8/2/06

Abercrombie & Fitch Photo Shoots

When Abercrombie & Fitch went shopping for an attractive location for a fashion shoot this spring, it couldn't pass up Swarthmore College's rolling hills and blossoming foliage. What company officials did pass up was the Swarthmore student body, angering many on the Pennsylvania campus.

The company, which uses near nudity in ads to sell its preppy clothing to the young and affluent, brought its own models for the shoot. In opinion articles in the campus newspaper, The Phoenix, students also complained that corporations should not be allowed to define beauty.
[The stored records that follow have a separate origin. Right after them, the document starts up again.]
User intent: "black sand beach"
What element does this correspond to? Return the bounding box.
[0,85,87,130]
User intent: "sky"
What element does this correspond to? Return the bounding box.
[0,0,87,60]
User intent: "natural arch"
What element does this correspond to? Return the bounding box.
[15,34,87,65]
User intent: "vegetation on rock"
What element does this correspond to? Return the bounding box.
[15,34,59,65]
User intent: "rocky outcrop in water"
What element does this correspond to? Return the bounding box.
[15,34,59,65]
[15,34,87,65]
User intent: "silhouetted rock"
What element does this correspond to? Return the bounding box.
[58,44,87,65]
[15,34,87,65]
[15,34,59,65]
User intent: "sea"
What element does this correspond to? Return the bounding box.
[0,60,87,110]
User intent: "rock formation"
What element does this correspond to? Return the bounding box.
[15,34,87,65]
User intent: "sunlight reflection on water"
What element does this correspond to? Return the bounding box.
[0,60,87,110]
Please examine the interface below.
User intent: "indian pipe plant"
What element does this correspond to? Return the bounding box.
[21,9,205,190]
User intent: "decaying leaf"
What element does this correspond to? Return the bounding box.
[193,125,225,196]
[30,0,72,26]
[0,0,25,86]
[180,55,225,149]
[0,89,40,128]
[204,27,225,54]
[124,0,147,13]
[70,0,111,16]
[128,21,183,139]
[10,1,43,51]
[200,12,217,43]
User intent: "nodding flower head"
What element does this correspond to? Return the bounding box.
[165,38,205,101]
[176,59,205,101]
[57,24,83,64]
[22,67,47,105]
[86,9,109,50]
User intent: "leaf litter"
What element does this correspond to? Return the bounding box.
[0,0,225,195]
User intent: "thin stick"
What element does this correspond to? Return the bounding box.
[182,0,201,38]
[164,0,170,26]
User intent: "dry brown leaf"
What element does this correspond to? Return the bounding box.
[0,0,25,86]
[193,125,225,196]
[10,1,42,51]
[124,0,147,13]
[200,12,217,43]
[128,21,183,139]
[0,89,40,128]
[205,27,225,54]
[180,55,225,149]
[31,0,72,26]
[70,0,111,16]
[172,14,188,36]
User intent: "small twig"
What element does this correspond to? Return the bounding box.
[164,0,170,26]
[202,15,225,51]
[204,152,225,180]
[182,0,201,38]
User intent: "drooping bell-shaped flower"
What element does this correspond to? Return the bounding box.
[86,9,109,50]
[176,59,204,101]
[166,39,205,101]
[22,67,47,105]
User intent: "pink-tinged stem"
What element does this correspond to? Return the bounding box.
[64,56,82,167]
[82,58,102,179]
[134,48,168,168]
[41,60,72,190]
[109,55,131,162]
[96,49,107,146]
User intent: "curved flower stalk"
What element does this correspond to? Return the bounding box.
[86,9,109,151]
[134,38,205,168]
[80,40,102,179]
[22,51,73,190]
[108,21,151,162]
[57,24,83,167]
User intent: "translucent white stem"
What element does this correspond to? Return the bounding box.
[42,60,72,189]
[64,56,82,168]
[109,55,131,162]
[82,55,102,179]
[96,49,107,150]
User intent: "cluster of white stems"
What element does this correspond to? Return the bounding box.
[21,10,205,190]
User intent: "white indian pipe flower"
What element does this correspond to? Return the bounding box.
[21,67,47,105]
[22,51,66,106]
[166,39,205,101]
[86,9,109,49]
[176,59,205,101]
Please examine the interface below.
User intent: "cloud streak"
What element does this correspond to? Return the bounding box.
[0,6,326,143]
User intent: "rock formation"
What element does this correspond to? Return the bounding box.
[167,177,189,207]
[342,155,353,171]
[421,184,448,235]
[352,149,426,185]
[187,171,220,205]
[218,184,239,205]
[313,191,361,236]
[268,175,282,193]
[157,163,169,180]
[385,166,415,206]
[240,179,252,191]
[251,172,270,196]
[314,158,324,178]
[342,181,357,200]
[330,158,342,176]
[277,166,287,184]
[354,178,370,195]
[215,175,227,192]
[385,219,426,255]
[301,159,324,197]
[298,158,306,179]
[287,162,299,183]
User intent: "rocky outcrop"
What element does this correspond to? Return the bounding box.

What's more, they said, there's a huge disconnect between the company's values and Swarthmore's.

"Swarthmore is not a mainstream school," says Dann Naseemullah, a senior. "The culture that they peddle is not our culture."

Meanwhile, students at Stanford University and several other institutions were criticizing the company's new line of T-shirts featuring caricatured Asian faces and bearing such slogans as "Wong Brothers Laundry Service -- Two Wongs Can Make It White." The company quickly withdrew the shirts and apologized.

But company officials defend their use of Swarthmore, even though they don't plan to identify the campus in their ads. "A setting at Swarthmore is totally appropriate for our purposes of conveying the image of the name to our customer," says Hampton Carney, a company spokesman.

Thomas Krattenmaker, a Swarthmore spokesman, says the students are making much of nothing. "I'm glad that Swarthmore students have the social conscience that they have," he says. "But I've heard from lots of students who thought it was kind of fun that Abercrombie was here."